Copy editing is mostly divided between checking for errors and clarity. The rules of grammar, usage, punctuation, style, etc., are consistent. If there’s a question, there’s a style guide with the answer. Things like clarity, brevity and tone are a bit more fluid, but even there, it’s reasonably obvious to a good copy editor when something can be written better.
Even in a freelance situation, those rules stay just about the same, and when they differ, they differ consistently from one country or style book to the next.
Design is different in the sense that it’s more subjective. Changes would entail more problematic procedures and consequences than adding a semicolon or tossing a period into a run-on sentence in a Word document.
Design files are also often printer-specific. One printer might require an eighth-inch bleed, while another might ask for a quarter inch. Various settings, like dot gain, need to be adjusted for different stocks and presses, but the editor wouldn’t have this kind of information unless the designer communicated it. Of course, the designer probably wouldn’t need the help of the design editor if she knew enough to tell the editor to check for it. Fonts would need to be sent, which gets into licensing issues. Software version compatibility would also be an issue.

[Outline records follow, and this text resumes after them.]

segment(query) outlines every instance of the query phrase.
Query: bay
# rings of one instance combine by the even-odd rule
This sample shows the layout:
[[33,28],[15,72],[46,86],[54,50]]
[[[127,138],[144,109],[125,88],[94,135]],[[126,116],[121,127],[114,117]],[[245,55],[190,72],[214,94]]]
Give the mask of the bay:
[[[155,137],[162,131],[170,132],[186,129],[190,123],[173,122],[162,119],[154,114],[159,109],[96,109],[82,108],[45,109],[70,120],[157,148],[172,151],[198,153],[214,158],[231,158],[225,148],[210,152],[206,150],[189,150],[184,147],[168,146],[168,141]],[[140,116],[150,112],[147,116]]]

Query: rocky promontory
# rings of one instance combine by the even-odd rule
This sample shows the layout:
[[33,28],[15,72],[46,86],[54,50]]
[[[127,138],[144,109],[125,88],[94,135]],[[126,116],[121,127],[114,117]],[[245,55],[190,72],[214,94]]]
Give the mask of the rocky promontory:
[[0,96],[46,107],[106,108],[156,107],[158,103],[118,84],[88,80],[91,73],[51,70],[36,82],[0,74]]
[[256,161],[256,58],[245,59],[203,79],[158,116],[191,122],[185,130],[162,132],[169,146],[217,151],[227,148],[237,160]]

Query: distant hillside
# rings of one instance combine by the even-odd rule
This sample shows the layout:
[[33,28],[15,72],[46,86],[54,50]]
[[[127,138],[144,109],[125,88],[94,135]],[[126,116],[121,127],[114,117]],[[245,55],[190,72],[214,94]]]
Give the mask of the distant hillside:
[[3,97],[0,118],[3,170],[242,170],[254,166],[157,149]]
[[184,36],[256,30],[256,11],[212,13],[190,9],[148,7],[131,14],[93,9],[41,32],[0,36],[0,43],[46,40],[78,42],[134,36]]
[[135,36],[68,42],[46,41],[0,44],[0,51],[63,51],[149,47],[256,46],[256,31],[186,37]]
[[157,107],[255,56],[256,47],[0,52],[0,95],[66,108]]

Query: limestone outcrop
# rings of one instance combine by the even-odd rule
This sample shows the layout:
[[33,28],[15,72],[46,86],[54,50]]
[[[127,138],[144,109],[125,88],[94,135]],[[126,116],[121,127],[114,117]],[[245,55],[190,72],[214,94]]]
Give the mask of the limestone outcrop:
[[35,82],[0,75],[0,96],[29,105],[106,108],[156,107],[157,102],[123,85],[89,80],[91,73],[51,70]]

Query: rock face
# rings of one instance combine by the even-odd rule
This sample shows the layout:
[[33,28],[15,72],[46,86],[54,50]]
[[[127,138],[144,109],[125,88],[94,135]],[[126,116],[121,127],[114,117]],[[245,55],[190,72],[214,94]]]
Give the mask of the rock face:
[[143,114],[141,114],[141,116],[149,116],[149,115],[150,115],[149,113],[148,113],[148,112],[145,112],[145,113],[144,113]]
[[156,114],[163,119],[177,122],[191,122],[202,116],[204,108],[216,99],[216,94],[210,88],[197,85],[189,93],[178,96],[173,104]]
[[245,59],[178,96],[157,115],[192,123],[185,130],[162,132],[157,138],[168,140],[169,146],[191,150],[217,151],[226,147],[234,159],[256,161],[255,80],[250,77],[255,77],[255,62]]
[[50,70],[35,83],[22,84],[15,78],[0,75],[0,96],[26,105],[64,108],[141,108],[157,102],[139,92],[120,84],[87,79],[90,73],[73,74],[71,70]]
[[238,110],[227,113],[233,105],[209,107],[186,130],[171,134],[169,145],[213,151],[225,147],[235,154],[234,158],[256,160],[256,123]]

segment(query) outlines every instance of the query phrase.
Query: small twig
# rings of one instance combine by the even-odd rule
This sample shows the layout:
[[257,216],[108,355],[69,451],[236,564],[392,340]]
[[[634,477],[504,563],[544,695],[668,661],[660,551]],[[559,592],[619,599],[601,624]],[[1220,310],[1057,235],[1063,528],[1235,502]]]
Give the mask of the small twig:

A bigger problem, still, would be the liability issues of a botched print job. When a freelance copy editor sends back edited copy, the client is expected to read through it, then sign a statement acknowledging that all changes meet with the writer’s or publisher’s approval. This would be problematic for a designer checking the work of the design editor, since the designer wouldn’t know what to check.
An experienced designer wouldn’t need this kind of design service anyway. There are only a few dozen things to check for to make sure files are set up correctly, and most good, experienced designers know those things in an out. With writing, however, there are millions of potential problems, and even the best writers need a second and third look through their work.
I don’t think the concept of a freelance design editor/proofer is out of the question, but it comes with more problems and gotchas than editing a few pages of copy.